The sheer amount of plastic waste is staggering. According to the United Nations Joint Group of Experts on the Scientific Aspects of Marine Pollution (GESAMP), land-based sources account for up to 80 percent of the world’s marine pollution – 60 to 95 percent of the waste being plastics debris.
Faced with these alarming statistics, environmentally conscious artist, Aurora Robson, knew she had to do something, and do something quick. A founding artist of Project Vortex, an international collective of artists, designers, and architects who work extensively with plastic debris, Robson now commits herself fully to raising awareness about the problem of plastic waste.
Her approach is focused on shifting paradigms in art and science education while also helping restrict the flow of plastic debris to our oceans. One of her tactics is repurposing plastic waste into original sculptures and installations. She has also been developing a college course called “Sculpture + Intercepting the Waste Stream” designed to foster creative stewardship initiatives through academia.

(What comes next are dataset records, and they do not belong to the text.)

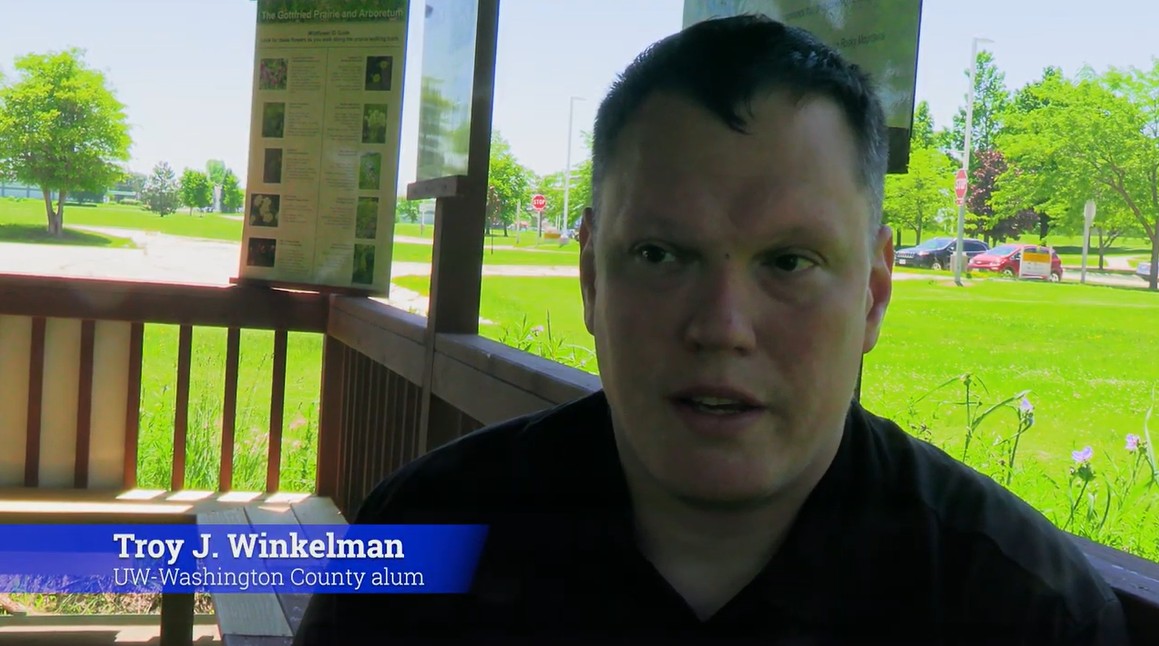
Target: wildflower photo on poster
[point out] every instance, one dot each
(274, 120)
(370, 171)
(364, 265)
(374, 123)
(263, 210)
(366, 219)
(261, 252)
(379, 70)
(271, 169)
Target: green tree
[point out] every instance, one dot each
(1088, 136)
(508, 184)
(62, 129)
(923, 133)
(161, 194)
(915, 198)
(214, 169)
(233, 196)
(580, 189)
(991, 101)
(196, 190)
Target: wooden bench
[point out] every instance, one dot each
(239, 616)
(267, 618)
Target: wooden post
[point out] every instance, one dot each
(460, 215)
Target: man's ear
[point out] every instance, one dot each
(588, 268)
(880, 289)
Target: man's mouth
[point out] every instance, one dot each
(718, 403)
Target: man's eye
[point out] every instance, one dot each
(653, 254)
(792, 262)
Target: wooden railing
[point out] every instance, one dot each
(71, 360)
(70, 391)
(373, 396)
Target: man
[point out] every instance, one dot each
(723, 485)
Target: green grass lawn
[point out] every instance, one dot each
(417, 252)
(1078, 348)
(159, 383)
(214, 226)
(38, 234)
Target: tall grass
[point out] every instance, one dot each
(203, 459)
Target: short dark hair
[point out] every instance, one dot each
(721, 64)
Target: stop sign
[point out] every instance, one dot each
(960, 184)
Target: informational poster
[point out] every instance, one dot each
(447, 81)
(323, 154)
(881, 36)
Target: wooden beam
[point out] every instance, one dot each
(122, 300)
(133, 403)
(85, 404)
(230, 408)
(458, 255)
(181, 407)
(277, 407)
(35, 404)
(439, 187)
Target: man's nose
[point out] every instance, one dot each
(721, 313)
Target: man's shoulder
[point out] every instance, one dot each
(486, 471)
(986, 538)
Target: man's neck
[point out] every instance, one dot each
(708, 556)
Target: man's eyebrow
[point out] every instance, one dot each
(808, 227)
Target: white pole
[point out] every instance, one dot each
(1087, 220)
(567, 166)
(959, 248)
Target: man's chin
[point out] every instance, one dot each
(729, 501)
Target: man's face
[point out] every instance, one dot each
(731, 289)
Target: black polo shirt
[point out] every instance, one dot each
(898, 543)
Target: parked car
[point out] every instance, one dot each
(937, 253)
(1007, 260)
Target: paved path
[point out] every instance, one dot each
(162, 258)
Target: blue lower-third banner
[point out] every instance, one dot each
(187, 558)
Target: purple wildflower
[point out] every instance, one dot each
(1084, 456)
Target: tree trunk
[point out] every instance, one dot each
(60, 213)
(1153, 278)
(56, 216)
(48, 208)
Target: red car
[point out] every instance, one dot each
(1007, 259)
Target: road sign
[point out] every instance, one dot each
(960, 183)
(1034, 263)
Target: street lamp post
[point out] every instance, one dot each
(959, 248)
(567, 166)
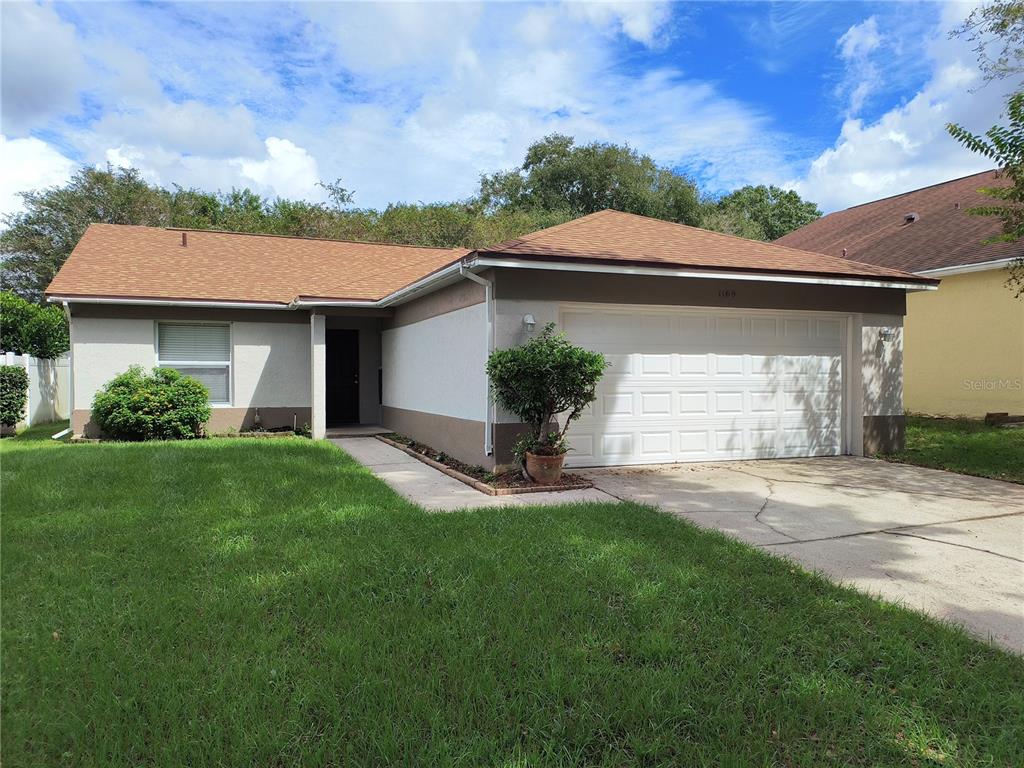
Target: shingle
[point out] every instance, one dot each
(150, 262)
(140, 262)
(943, 235)
(613, 237)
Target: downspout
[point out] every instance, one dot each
(488, 301)
(71, 379)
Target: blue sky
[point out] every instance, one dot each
(412, 101)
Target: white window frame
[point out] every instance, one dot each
(228, 364)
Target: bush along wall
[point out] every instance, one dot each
(28, 329)
(13, 394)
(159, 406)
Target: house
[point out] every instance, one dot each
(964, 344)
(720, 347)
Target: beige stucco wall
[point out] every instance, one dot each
(270, 365)
(965, 347)
(436, 365)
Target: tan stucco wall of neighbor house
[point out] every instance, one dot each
(881, 371)
(965, 347)
(269, 360)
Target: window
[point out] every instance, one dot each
(201, 350)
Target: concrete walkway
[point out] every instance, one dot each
(435, 491)
(948, 545)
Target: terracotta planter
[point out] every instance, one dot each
(545, 470)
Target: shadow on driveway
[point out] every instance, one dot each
(949, 545)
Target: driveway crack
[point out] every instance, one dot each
(757, 516)
(951, 544)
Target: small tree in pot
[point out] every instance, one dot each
(538, 381)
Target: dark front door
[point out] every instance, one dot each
(342, 377)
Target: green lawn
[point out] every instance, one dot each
(271, 603)
(964, 445)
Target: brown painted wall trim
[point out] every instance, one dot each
(462, 438)
(884, 434)
(457, 296)
(635, 289)
(221, 419)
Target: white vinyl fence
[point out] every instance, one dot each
(48, 387)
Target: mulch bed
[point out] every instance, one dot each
(475, 475)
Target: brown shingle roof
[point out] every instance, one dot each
(141, 262)
(943, 236)
(114, 260)
(613, 237)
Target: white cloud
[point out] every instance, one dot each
(188, 128)
(288, 170)
(29, 164)
(907, 146)
(860, 39)
(855, 48)
(42, 67)
(642, 22)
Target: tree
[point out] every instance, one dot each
(1005, 146)
(30, 329)
(769, 211)
(558, 176)
(38, 241)
(997, 32)
(541, 379)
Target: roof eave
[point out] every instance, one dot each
(499, 259)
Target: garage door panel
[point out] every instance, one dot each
(692, 385)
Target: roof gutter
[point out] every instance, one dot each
(169, 302)
(449, 273)
(486, 261)
(978, 266)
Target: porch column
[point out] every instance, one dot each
(317, 374)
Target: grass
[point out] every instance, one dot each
(272, 603)
(964, 445)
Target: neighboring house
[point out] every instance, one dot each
(964, 344)
(720, 347)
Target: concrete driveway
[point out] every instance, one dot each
(948, 545)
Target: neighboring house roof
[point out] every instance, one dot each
(120, 261)
(943, 235)
(616, 238)
(138, 262)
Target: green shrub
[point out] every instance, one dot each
(29, 329)
(13, 394)
(542, 379)
(161, 406)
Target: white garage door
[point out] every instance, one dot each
(708, 385)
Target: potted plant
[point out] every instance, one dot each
(538, 381)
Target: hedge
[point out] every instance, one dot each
(13, 394)
(160, 406)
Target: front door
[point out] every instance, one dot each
(342, 377)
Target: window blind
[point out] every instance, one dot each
(194, 342)
(185, 347)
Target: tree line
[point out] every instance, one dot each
(558, 180)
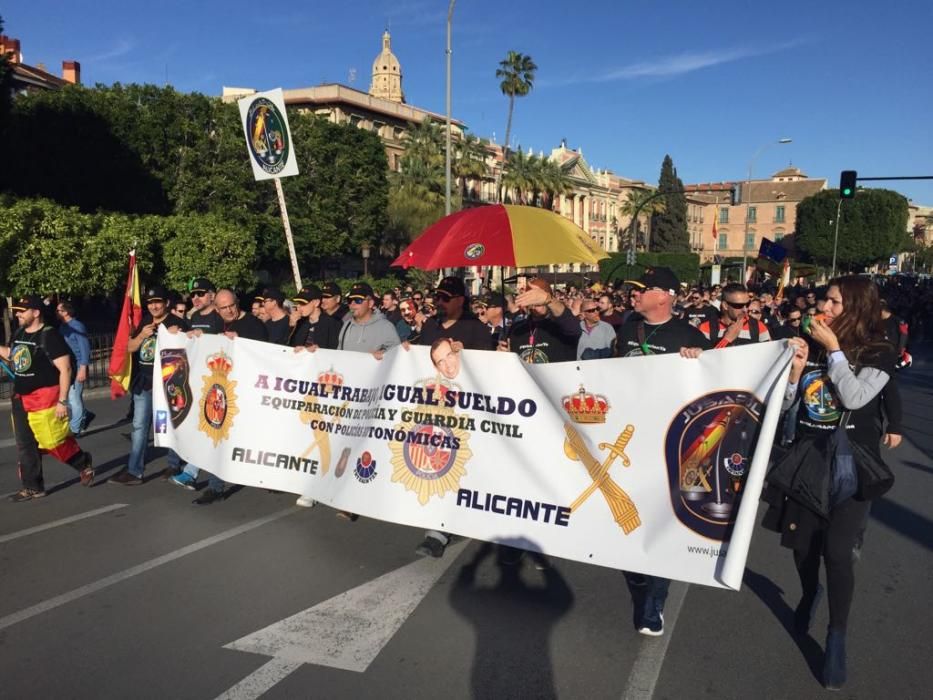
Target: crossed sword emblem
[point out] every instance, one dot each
(624, 511)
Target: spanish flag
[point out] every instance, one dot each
(120, 362)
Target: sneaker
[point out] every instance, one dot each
(653, 628)
(186, 481)
(431, 547)
(207, 497)
(26, 495)
(125, 478)
(87, 474)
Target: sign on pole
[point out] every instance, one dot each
(268, 138)
(272, 154)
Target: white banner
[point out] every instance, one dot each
(268, 138)
(636, 463)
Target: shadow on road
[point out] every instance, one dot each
(906, 522)
(512, 622)
(772, 596)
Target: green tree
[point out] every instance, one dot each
(669, 226)
(639, 201)
(516, 73)
(872, 226)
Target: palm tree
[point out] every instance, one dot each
(637, 201)
(517, 73)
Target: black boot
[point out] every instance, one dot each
(834, 664)
(806, 611)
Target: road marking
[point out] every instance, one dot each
(347, 631)
(647, 667)
(63, 521)
(103, 583)
(260, 680)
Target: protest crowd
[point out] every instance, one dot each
(855, 329)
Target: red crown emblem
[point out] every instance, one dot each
(219, 363)
(330, 379)
(584, 407)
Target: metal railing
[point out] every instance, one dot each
(97, 371)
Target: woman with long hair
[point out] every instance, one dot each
(820, 493)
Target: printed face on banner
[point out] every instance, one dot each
(708, 447)
(175, 384)
(218, 399)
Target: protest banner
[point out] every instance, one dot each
(650, 464)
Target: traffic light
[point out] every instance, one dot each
(847, 183)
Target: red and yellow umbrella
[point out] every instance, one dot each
(501, 234)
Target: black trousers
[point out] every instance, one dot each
(833, 545)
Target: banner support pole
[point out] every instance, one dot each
(288, 233)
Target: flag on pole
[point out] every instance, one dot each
(130, 316)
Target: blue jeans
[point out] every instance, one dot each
(76, 406)
(213, 483)
(142, 424)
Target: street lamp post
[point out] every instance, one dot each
(450, 16)
(747, 193)
(365, 252)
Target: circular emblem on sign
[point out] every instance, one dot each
(22, 359)
(474, 251)
(215, 406)
(708, 448)
(268, 137)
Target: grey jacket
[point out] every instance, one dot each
(378, 333)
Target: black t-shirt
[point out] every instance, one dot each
(247, 326)
(325, 333)
(820, 410)
(144, 357)
(31, 355)
(548, 339)
(469, 330)
(278, 331)
(660, 339)
(210, 323)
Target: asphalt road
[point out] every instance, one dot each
(133, 592)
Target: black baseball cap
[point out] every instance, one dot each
(492, 299)
(157, 293)
(306, 294)
(452, 286)
(273, 293)
(30, 301)
(202, 284)
(360, 290)
(660, 277)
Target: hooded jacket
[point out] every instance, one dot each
(378, 333)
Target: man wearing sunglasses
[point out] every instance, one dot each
(657, 332)
(734, 326)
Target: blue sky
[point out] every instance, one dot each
(707, 83)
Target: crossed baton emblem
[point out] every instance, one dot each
(624, 511)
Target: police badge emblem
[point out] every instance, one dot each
(708, 448)
(218, 399)
(175, 384)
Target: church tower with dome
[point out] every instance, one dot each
(387, 74)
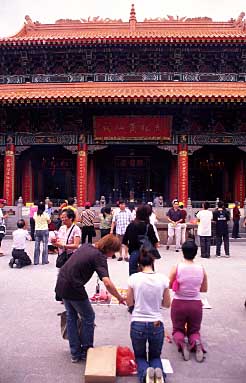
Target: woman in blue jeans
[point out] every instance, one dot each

“My goal is to employ art as a device for shifting values,” she explained in an interview with Artnet. “As opposed to merely communicating, I am attempting to literally reprogram myself and my audience in terms of our relationship to matter, ourselves, and each other.”
“I want my work to be an accurate reflection of reality, but waste is messy,” she says. “I aim for precision in the work. In order to achieve that precision, my studio must be carefully prepared. I listen to news and information on various programs for a portion of the day so that I can stay informed. Then for the remainder of the day, I typically play energetic or meditative, innovative music to aid in processing information and maintaining creative momentum.”